10

 三柴は少し緊張していた。

 この日初めて、三柴はすみれの家を訪れることとなった。

 雛町にある小さなアパート。コンビニやスーパーは近場にない。雛町らしい、かわいらしさが売りのカフェやショップへ行くにも、少し歩かなくてはならない。それでも、不便はないとすみれは言った。

「入って」

 ドアを開け、荷物片手に、すみれは器用にスニーカーを脱いだ。

 三柴はそっと玄関フロアを踏んだ。やわらかな明かりが点った。

 リビングには、観葉植物やダンボール箱がいくつか置かれていた。壁に垂れ掛かったストリングライトと、テーブルの上の数冊の書籍以外には細々としたものがなく、生活感を残しながらも、部屋はすっきりと整えられていた。

「適当にしてて」

 言って、すみれは寝室に入っていった。

 ストリングライトが、意識しなければ気づけないほど、ゆっくりと点滅をしている。けして広くはない室内をうろついてから、三柴はソファに控えめに腰かけた。

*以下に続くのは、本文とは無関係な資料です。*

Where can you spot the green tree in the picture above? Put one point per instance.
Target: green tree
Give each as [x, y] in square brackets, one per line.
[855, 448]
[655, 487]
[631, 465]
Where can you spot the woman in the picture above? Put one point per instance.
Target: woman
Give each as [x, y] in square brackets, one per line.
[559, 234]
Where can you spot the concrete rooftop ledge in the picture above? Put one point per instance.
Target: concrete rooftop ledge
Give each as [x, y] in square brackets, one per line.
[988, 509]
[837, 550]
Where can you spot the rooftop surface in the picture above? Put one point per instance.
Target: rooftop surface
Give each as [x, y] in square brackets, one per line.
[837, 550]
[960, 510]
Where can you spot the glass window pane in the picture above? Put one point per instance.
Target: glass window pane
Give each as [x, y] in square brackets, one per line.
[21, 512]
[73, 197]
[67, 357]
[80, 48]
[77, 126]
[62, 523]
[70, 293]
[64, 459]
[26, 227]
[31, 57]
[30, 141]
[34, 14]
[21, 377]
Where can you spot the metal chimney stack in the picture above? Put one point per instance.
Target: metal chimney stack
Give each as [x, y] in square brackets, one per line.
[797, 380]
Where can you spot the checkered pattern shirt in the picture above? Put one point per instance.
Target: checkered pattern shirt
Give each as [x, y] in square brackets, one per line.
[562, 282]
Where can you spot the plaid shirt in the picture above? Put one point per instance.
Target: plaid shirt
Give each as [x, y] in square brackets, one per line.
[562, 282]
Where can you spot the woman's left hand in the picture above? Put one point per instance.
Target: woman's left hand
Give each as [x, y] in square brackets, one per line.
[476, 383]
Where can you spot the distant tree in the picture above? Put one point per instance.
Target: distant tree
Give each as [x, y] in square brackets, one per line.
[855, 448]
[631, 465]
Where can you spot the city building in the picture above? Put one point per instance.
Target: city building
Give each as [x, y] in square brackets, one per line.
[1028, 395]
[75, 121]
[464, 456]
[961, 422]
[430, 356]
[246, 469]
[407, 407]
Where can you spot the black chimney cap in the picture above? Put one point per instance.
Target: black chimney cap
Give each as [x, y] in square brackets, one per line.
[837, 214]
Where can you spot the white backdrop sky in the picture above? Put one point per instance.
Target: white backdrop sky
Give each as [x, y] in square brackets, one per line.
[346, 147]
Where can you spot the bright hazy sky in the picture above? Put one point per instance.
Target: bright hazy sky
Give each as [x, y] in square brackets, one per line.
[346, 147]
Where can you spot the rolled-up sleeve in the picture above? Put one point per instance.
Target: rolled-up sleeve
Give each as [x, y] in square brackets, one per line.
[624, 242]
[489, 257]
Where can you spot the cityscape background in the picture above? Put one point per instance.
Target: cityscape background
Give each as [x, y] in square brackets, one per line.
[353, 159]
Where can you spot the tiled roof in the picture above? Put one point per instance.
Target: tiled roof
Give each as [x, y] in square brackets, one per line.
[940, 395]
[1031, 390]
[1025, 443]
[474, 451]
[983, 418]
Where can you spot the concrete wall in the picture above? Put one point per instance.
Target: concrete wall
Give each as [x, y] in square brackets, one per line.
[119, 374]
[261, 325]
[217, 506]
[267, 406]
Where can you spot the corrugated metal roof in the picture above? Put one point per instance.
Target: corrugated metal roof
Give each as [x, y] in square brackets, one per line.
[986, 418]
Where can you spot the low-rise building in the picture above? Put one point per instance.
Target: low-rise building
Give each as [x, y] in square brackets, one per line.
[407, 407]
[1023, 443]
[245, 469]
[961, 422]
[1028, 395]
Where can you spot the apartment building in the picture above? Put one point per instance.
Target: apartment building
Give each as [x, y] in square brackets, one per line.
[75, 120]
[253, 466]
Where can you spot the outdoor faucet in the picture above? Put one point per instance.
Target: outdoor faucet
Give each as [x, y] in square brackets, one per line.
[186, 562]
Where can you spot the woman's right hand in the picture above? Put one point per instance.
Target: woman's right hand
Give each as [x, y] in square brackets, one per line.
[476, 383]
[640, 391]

 テーブルの上の書籍。一番上の一冊には、『憧憬の本質について』と書かれている。

 現実味がなかった。このまま、僅かに残った緊張をほぐし、まどろみに身をゆだねて眠りこけてしまいたい。すうちゃんなら、それを許すだろう。

 だが、三柴は寒気を覚えていた。

 触れ合ったあとの、酔いのあとの、語らいのあとの。

『おやすみ』のあとの、あの————。

〝一転〟の恐怖を、三柴は感じ、拒絶した。

 まどろんでなどいられない。今は一つも、途切れさせたくない————。

 すみれはゆったりとした部屋着に着替え、すぐに戻ってきた。

「越してきたばっかなの?」

 ダンボール箱を指し、三柴は聞いた。

「ううん。収納スペースないくせに、荷物多くて。仮置き場」

 すみれは、最近凝っているというチャイを小鍋でのんびりと作り、ざらざらとした陶器のマグカップに淹れて持ってきた。

 すみれは脚をたたんでソファに深々と座り、ふうふうと冷ましながらチャイを飲んだ。三柴も、つられるように背を倒し、チャイの甘さと香りを味わった。マグカップを両手で抱えるように持ちながら、唐突に、すみれは言った。

「昨日、風船ガムの話、したでしょ?」

「うん?」

「どこの家にも、『ルール』とまではいかない決まりごとがあるって」

「ああ。うん」

「うちにもあったの。そういうの」

「へえ。どんな?」

「……私、親に何かを強いられたことなんてなかったの。うち、四人きょうだいなんだけど、私だけじゃなく、きょうだい全員そうだった。勉強しなさいとか、一番になりなさいとか、これができなきゃだめとか、そういうのが全然ない家だった」

 いいね、楽そうで。素直にそう思ったが、三柴は口に出さなかった。すみれの顔は暗かった。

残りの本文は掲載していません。